Frieder Otto Wolf (* 1. Februar 1943 in Kiel) ist ein deutscher Philosoph, Politikwissenschaftler, Politiker und Humanist. Er arbeitet seit 2007 als Honorarprofessor für Philosophie an der Freien Universität Berlin.

Leben und Werdegang[Bearbeiten | Quelltext bearbeiten]

Wolf studierte von 1962 bis 1966 Philosophie und Politikwissenschaft in Kiel, Paris sowie Edinburgh. Anschließend arbeitete er als wissenschaftlicher Assistent am Institut für Philosophie der Universität des Saarlandes. 1967 erfolgte seine Promotion an der Universität Kiel mit der Dissertation Die neue Wissenschaft von Thomas Hobbes. Die Arbeit wurde 1969 als Buch veröffentlicht. Wolf habilitierte sich 1973 in Philosophie. Als Assistenzprofessor war er an der Freien Universität Berlin zwischen 1971 und 1979 tätig. Seit 1973 lehrt Wolf Philosophie an der FU Berlin.

Zwischen Mai 1976 und September 1977 hatte er außerdem eine außerordentliche Professur für Sozialwissenschaften am Institut für Sozialwissenschaften der Fakultät für Ökonomie der Universität Coimbra, unter der Leitung von Boaventura de Sousa Santos inne. Zwischen 1979 und 1984 folgte eine Mitarbeit in arbeitspolitischen Forschungsprojekten am Wissenschaftszentrum Berlin, damals zusammen mit Frieder Naschold.

Von Januar 2010 bis September 2011 war er als Forschungsmitarbeiter für Humanistik am Ausbildungsinstitut des Humanistischen Verbandes tätig.

Von 1984 bis 1989 sowie von 1994 bis 1999 war er Mitglied des Vorstands der Fraktion Bündnis 90/Die Grünen im Europäischen Parlament. Parteimitglied ist er seit 1982, zuvor war er von 1961 bis 1971 Mitglied der SPD. Er ist Vater zweier Töchter und lebt in Berlin.

Gesellschaftliches Engagement[Bearbeiten | Quelltext bearbeiten]

Wolf ist Präsident des Humanistischen Verbandes Deutschlands (HVD)[1] und Präsident der Humanistischen Akademie Deutschlands.[2] Im HVD war er seit 1998 in verschiedenen Funktionen tätig, bis 2012 war er Vorsitzender des Koordinierungsrates säkularer Organisationen.
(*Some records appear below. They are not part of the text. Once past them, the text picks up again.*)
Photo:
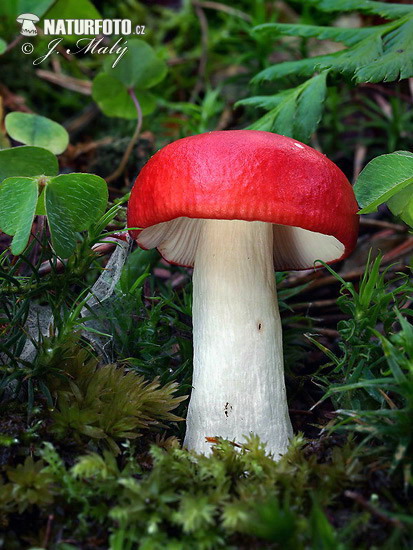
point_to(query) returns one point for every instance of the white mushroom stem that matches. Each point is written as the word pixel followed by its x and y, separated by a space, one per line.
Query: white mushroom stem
pixel 238 379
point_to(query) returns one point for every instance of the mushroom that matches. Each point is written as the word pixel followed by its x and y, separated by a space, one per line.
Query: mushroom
pixel 27 21
pixel 235 205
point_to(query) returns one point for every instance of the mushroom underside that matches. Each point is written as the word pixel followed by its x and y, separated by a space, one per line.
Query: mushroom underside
pixel 294 248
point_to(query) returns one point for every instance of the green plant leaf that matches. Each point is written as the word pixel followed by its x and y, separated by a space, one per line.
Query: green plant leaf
pixel 401 204
pixel 114 100
pixel 18 199
pixel 391 11
pixel 27 161
pixel 382 178
pixel 297 111
pixel 383 52
pixel 140 67
pixel 396 61
pixel 73 203
pixel 37 130
pixel 348 36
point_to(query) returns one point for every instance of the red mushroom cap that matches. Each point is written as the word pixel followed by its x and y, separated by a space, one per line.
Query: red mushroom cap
pixel 245 175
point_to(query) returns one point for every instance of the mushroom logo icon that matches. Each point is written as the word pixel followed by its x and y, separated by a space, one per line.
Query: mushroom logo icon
pixel 27 21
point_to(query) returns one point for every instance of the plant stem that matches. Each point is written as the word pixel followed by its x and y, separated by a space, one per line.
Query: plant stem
pixel 132 142
pixel 238 375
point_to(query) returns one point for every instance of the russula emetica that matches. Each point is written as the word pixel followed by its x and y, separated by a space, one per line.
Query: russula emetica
pixel 236 205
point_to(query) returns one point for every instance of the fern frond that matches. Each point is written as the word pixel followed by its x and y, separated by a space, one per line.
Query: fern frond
pixel 384 9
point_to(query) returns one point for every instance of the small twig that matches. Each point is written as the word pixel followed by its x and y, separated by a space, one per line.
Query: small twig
pixel 316 280
pixel 48 530
pixel 372 509
pixel 315 304
pixel 204 52
pixel 100 249
pixel 132 142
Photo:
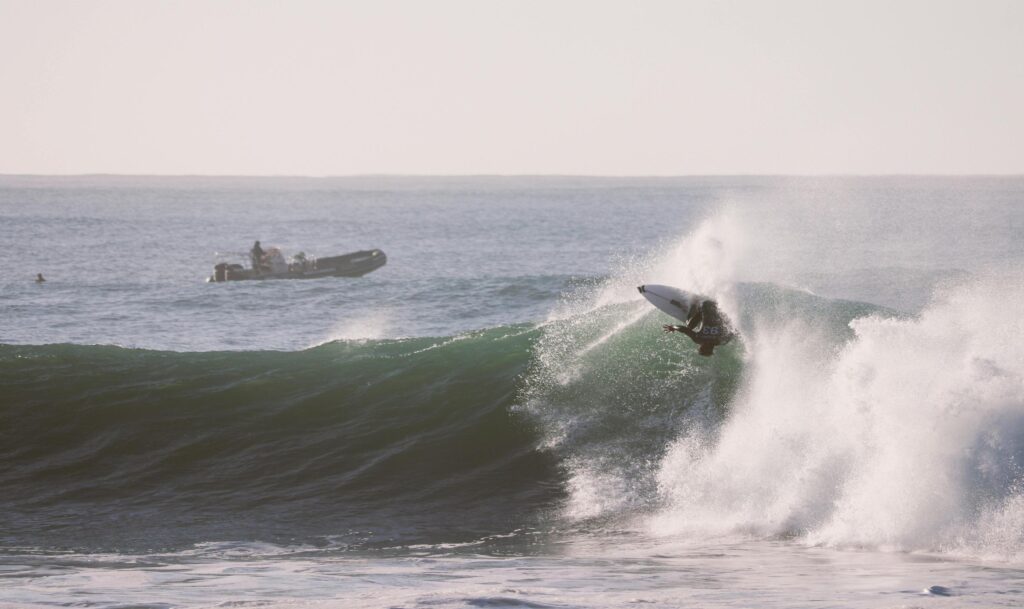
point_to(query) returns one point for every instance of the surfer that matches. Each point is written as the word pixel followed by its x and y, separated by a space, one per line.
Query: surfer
pixel 713 329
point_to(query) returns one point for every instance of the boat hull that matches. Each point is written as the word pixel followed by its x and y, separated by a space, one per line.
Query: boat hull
pixel 355 264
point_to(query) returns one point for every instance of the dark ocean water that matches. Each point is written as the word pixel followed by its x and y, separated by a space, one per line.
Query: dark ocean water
pixel 495 418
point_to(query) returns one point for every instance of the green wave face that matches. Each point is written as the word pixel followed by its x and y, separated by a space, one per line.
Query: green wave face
pixel 418 439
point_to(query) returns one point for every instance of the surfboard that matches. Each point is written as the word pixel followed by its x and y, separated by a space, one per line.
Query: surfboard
pixel 673 301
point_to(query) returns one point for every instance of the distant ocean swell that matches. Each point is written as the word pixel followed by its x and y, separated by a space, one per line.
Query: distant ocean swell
pixel 414 434
pixel 834 422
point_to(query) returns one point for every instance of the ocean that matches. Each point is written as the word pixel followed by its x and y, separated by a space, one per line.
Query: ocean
pixel 496 419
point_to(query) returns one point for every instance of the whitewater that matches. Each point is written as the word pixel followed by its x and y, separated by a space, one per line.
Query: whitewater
pixel 496 419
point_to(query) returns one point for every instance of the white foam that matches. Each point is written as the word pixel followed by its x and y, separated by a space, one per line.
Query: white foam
pixel 905 437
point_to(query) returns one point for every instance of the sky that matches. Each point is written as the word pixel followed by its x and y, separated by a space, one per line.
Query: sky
pixel 465 87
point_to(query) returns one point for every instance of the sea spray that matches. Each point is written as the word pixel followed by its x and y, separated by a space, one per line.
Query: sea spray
pixel 610 390
pixel 909 434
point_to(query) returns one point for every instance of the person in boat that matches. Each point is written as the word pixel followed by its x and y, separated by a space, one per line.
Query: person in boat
pixel 706 327
pixel 256 254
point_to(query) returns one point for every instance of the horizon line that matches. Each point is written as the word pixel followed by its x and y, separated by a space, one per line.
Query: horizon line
pixel 496 175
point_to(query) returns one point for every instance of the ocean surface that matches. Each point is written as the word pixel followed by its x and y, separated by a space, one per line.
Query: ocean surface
pixel 495 419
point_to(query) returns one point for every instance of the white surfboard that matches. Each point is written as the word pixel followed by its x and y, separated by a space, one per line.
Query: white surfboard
pixel 673 301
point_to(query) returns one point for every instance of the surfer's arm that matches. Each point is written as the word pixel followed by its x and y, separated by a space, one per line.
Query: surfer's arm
pixel 681 329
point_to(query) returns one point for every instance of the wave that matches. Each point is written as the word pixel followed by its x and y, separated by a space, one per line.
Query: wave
pixel 408 435
pixel 834 422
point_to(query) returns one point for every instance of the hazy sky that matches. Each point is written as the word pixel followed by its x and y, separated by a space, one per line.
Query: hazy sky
pixel 630 87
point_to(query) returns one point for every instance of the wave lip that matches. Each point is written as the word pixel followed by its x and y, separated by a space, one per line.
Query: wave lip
pixel 402 437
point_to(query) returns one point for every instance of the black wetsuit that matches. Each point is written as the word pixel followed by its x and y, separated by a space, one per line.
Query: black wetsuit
pixel 257 255
pixel 713 332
Seit dem Sommersemester 2010 arbeitet er auch in einem Kolloquium für Humanismusforschung am Institut für Philosophie der Freien Universität Berlin, gemeinsam mit Hubert Cancik, Richard Faber und Horst Groschopp und weitergeführt in Zusammenarbeit mit Hubert Cancik. Aus dieser Kooperation ist das Wörterbuch Humanismus: Grundbegriffe hervorgegangen[3], die schrittweise Erarbeitung einer Humanistischen Enzyklopädie wird angestrebt.

Zwischen Mai 2003 und Oktober 2006 war er ferner Koordinator des thematischen Netzwerkes Sustainability Strategy an der Freien Universität Berlin, im Rahmen des 5. Forschungsrahmenprogramms der EU. Wolf ist Mitinitiator des Forum Neue Politik der Arbeit, später wurde er Vorstandsmitglied des Forums. Er ist Fellow im Institut für Gesellschaftsanalyse der Rosa-Luxemburg-Stiftung sowie Mitglied im Wissenschaftlichen Beirat von Attac.[4][5] Im Dezember 2016 unterstützte er in einem offenen Brief den Berliner Staatssekretär Andrej Holm.[6]

Publizistische Tätigkeiten[Bearbeiten | Quelltext bearbeiten]

Von 1978 bis 1982 arbeitete er in der Redaktion der PROKLA, zwischen 1981 und 1984 als geschäftsführender Redakteur der Monatszeitschrift Moderne Zeiten (Hannover). In den Jahren 1986 bis 1993 war Wolf Redaktionsmitglied der Zeitschrift Das Argument. Zudem arbeitet er seit 1993 aktiv mit an der Erstellung des Historisch-kritischen Wörterbuchs des Marxismus. Er ist auch langjähriges Mitglied der erweiterten Redaktion der Zeitschrift Cosmopolitiques (Paris) sowie Mitglied der erweiterten Redaktion der Zeitschrift Historical Materialism (London).

In den 1980er Jahren betätigte sich Frieder Otto Wolf als Herausgeber der Schriften von Louis Althusser. Von Winter 2010 bis voraussichtlich 2020 werden von ihm die gesammelten Schriften Althussers in teilweiser neuer Übersetzung, Zusammenstellung sowie auch erstmaliger Übersetzung ins Deutsche im Verlag Westfälisches Dampfboot sowie bei suhrkamp und dem VSA-Verlag veröffentlicht werden. Als erstes erschien im Dezember 2010 die Neuausgabe des Essays Ideologie und ideologische Staatsapparate sowie die erstmalige Übersetzung von Über die Reproduktion, 2011 erschien die erste vollständige Übersetzung von Für Marx. 2015 wurde Das Kapital lesen erstmals vollständig herausgebracht.

Schriften (Auswahl)[Bearbeiten | Quelltext bearbeiten]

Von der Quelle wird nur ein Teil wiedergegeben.